Learning Machines

Outcomes

The process of completing this assignment will improve your ability to:

Explain the importance of evaluating image classifiers on unseen data.
Describe characteristics of a dataset that are relevant to downstream performance.
Use data augmentation to improve model generalization.
Describe how the concept of distributions applies to image data.

Along the way, we’ll participate in a Kaggle competition, so you’ll get to practice with that.

Task

Load up the classifier you trained in Homework 1. Use it to make predictions on a set of images collected by others in the class. You’ll do this by participating in a Kaggle competition.

Click the link provided in Moodle to join the Kaggle competition. Create a Kaggle notebook in the Code tab of the competition, and load the following starter notebook:

Letter Classification Starter Notebook (name: letter-classification-starter-notebook-25sp.ipynb; show preview, open in Colab)

Note that the starter notebook includes only the code; it is not a template for your report.
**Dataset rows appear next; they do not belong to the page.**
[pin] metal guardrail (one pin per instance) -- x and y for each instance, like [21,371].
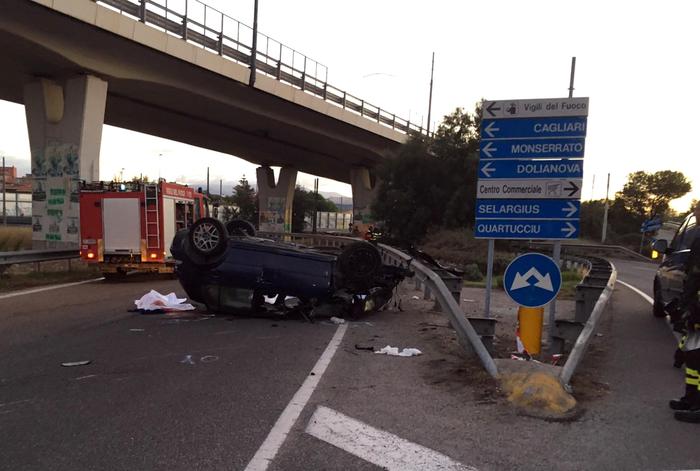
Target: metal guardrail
[584,337]
[605,250]
[34,256]
[198,23]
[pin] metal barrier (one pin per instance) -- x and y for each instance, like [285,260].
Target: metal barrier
[35,256]
[584,338]
[198,23]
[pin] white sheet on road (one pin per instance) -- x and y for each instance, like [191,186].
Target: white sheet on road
[394,351]
[153,301]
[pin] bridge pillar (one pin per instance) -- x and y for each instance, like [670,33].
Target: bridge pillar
[364,190]
[275,199]
[64,121]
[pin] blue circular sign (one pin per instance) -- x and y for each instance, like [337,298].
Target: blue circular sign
[532,280]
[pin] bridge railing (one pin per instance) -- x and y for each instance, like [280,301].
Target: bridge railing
[198,23]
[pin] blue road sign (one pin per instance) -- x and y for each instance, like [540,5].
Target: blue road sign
[574,126]
[527,209]
[565,168]
[572,148]
[532,280]
[526,229]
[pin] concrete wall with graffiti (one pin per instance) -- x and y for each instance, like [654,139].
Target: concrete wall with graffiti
[56,194]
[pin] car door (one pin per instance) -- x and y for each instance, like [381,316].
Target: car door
[672,270]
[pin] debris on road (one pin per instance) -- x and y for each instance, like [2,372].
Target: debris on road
[394,351]
[364,347]
[76,363]
[153,301]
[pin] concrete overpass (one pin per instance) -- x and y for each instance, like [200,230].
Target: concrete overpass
[75,64]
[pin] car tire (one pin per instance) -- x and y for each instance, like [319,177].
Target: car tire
[359,261]
[240,227]
[207,237]
[658,306]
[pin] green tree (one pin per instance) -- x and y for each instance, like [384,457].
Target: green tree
[246,198]
[303,207]
[432,182]
[649,194]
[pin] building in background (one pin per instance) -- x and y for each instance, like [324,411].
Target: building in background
[17,193]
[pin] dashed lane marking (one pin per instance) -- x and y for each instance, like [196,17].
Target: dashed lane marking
[381,448]
[268,450]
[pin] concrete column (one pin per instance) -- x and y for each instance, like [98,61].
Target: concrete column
[64,121]
[364,190]
[276,199]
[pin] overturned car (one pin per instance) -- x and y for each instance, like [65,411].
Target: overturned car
[230,270]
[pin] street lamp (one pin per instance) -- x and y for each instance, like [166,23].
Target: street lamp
[4,195]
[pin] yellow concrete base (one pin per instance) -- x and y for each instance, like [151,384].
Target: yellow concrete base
[539,394]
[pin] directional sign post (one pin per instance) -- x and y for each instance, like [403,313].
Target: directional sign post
[530,171]
[532,280]
[531,150]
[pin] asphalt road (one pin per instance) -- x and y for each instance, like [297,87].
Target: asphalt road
[140,404]
[163,392]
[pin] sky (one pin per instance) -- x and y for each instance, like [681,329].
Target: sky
[636,60]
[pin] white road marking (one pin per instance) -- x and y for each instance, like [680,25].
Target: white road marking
[646,297]
[47,288]
[650,300]
[268,450]
[381,448]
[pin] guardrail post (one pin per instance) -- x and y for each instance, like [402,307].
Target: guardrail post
[142,11]
[184,22]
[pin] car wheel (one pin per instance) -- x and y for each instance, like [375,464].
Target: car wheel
[240,227]
[359,261]
[658,307]
[208,237]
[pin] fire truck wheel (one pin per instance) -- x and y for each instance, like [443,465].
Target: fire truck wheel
[208,237]
[240,227]
[359,261]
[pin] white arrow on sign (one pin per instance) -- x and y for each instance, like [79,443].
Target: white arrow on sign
[491,129]
[488,170]
[488,148]
[571,210]
[520,281]
[568,230]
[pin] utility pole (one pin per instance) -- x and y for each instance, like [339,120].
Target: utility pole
[254,48]
[430,99]
[605,214]
[556,253]
[4,194]
[313,224]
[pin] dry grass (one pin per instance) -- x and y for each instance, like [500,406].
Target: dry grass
[15,238]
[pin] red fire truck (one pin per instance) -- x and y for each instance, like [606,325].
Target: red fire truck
[128,227]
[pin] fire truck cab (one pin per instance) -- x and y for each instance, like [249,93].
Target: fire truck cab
[128,227]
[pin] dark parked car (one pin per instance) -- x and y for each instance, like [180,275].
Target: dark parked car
[668,282]
[228,269]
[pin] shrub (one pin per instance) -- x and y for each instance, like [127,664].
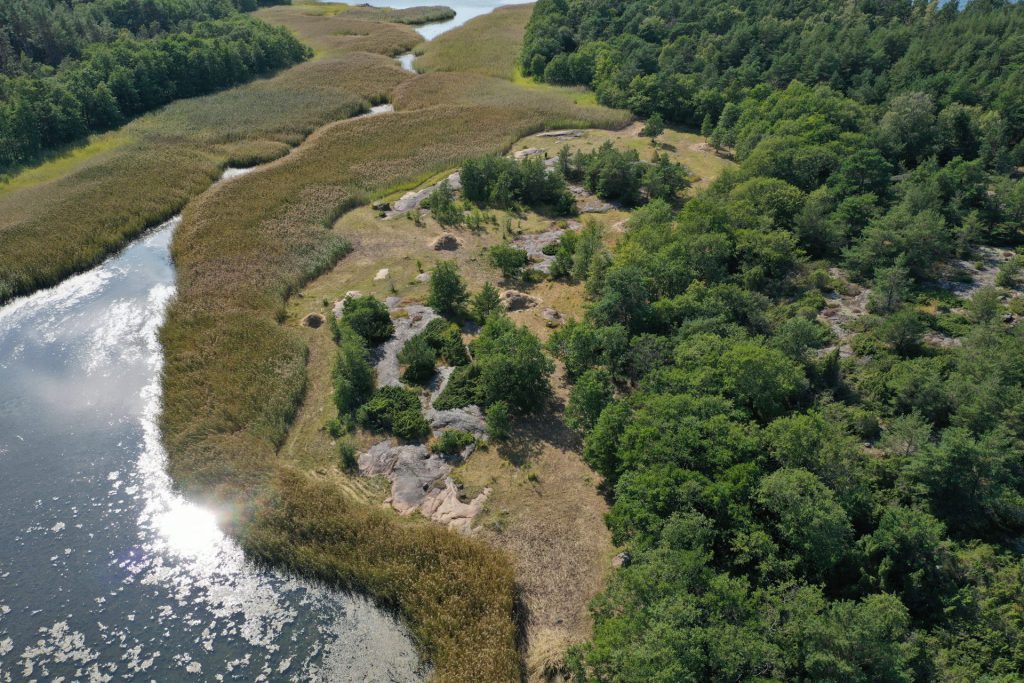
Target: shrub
[395,410]
[588,398]
[445,339]
[463,389]
[452,441]
[352,376]
[508,259]
[419,357]
[448,291]
[486,302]
[369,317]
[499,421]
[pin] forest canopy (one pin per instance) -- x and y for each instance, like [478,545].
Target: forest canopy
[803,396]
[68,69]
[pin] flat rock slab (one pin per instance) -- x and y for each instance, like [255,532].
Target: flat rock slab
[413,201]
[412,469]
[406,327]
[535,245]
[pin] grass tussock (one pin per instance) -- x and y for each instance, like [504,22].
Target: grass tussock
[64,217]
[488,45]
[446,585]
[331,34]
[233,377]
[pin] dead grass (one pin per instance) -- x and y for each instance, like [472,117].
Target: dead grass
[331,33]
[486,45]
[70,213]
[686,147]
[236,378]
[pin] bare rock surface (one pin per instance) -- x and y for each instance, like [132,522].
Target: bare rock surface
[534,245]
[469,419]
[842,308]
[412,469]
[444,506]
[385,356]
[413,201]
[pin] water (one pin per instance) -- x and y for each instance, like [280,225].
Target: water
[464,10]
[105,573]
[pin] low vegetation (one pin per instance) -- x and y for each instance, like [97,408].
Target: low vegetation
[60,218]
[73,69]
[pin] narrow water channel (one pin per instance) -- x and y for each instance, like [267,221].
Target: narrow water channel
[107,573]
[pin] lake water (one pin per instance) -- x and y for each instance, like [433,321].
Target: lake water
[107,573]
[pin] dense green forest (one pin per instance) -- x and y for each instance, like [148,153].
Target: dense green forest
[71,68]
[809,488]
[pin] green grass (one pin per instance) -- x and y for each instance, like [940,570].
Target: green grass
[333,30]
[68,214]
[235,378]
[487,45]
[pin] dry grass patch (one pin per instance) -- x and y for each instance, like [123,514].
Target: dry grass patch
[486,45]
[687,148]
[69,214]
[331,34]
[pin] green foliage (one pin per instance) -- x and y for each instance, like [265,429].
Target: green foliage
[654,126]
[369,317]
[419,357]
[445,339]
[485,302]
[508,259]
[395,410]
[505,183]
[442,206]
[801,503]
[67,71]
[452,441]
[512,366]
[448,290]
[499,421]
[588,398]
[352,375]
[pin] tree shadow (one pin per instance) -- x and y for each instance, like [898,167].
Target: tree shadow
[530,433]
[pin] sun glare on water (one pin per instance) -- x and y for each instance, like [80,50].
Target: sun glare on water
[188,529]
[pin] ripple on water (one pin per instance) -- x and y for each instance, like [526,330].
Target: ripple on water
[113,574]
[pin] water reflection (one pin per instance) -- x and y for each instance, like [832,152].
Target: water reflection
[107,573]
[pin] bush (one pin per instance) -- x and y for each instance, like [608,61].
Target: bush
[448,291]
[452,441]
[352,376]
[369,317]
[419,357]
[395,410]
[499,421]
[347,457]
[445,339]
[486,302]
[463,389]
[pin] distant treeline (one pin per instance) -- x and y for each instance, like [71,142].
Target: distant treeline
[686,59]
[68,70]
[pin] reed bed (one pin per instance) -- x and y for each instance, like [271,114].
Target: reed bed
[332,33]
[233,376]
[487,45]
[66,222]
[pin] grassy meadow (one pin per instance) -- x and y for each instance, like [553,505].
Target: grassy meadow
[69,213]
[235,377]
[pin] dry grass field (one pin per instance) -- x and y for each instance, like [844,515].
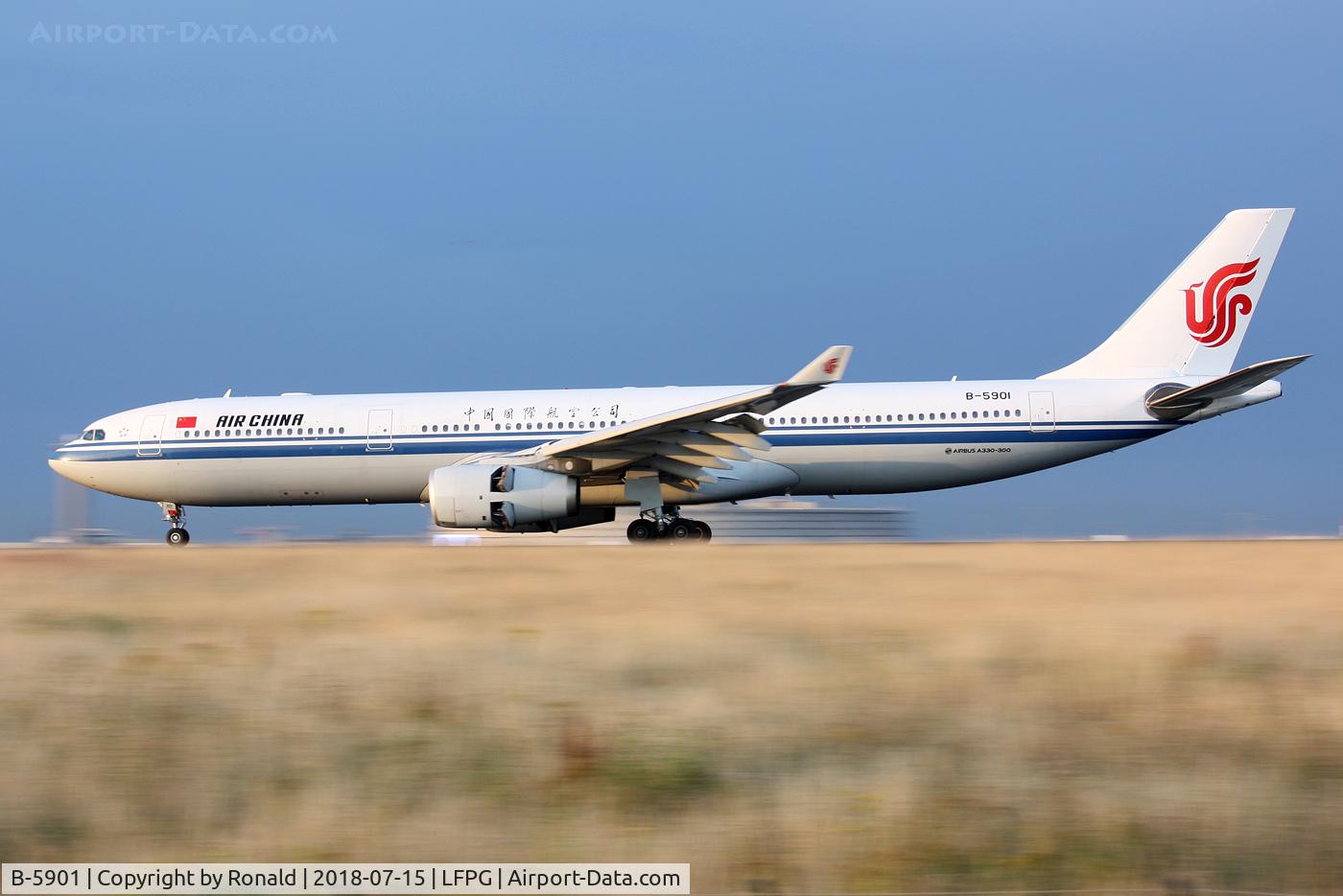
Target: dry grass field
[786,719]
You’ll need to add descriptions as explained under Submission below.

Bring up your Homework 1 notebook. Copy and paste your model-training code from the Homework 1 notebook into the Homework 3 notebook in the section indicated. (You might need to add your dataset as an input.) **Note that although the competition has a “training” set, you should (mostly) use your Homework 1 model, including its dataset.
Run the notebook, fixing any path errors. The code will attempt to make use your model to make predictions on the “test” images. Once it completes successfully, Submit your predictions to the competition. Name your submission “Homework 1 baseline” or the like. Write down in your analysis how well your baseline does on the leaderboard.
- Make sure that the weights were actually loaded; if you see a warning about random weights, make sure you’re saving the weights to WEIGHTS_FILENAME.
The Kaggle competition includes a “training” dataset, which we’ll actually use as a validation set. Use this dataset (loaded into the notebook as valid_dataset) to evaluate your top losses and confusion matrix, like you did in Lab 5. Report the most frequent mistakes your classifier makes. Quantify the mistakes (using the confusion matrix) and make an educated guess as to why these might be the most common mistakes (by, for example, studying the top losses).
Make some changes to the training process you used in Homework 1. For example, you might want to add data augmentation or change the foundation model. Experiment as much as you want, but make two more submissions to evaluate on the test set and see what effect your changes had on the leaderboard. Be thoughtful about your changes and explain them in your analysis.
Optionally, try to improve your model’s performance further to try to get a higher score on the leaderboard. You may, for example, train on the training set given in the competition.

Analysis and Submission

Submit your Homework 3 notebook to Moodle. You don’t need to submit a revised Homework 1 notebook, but make sure that your Homework 3 notebook includes details of what you changed in that notebook.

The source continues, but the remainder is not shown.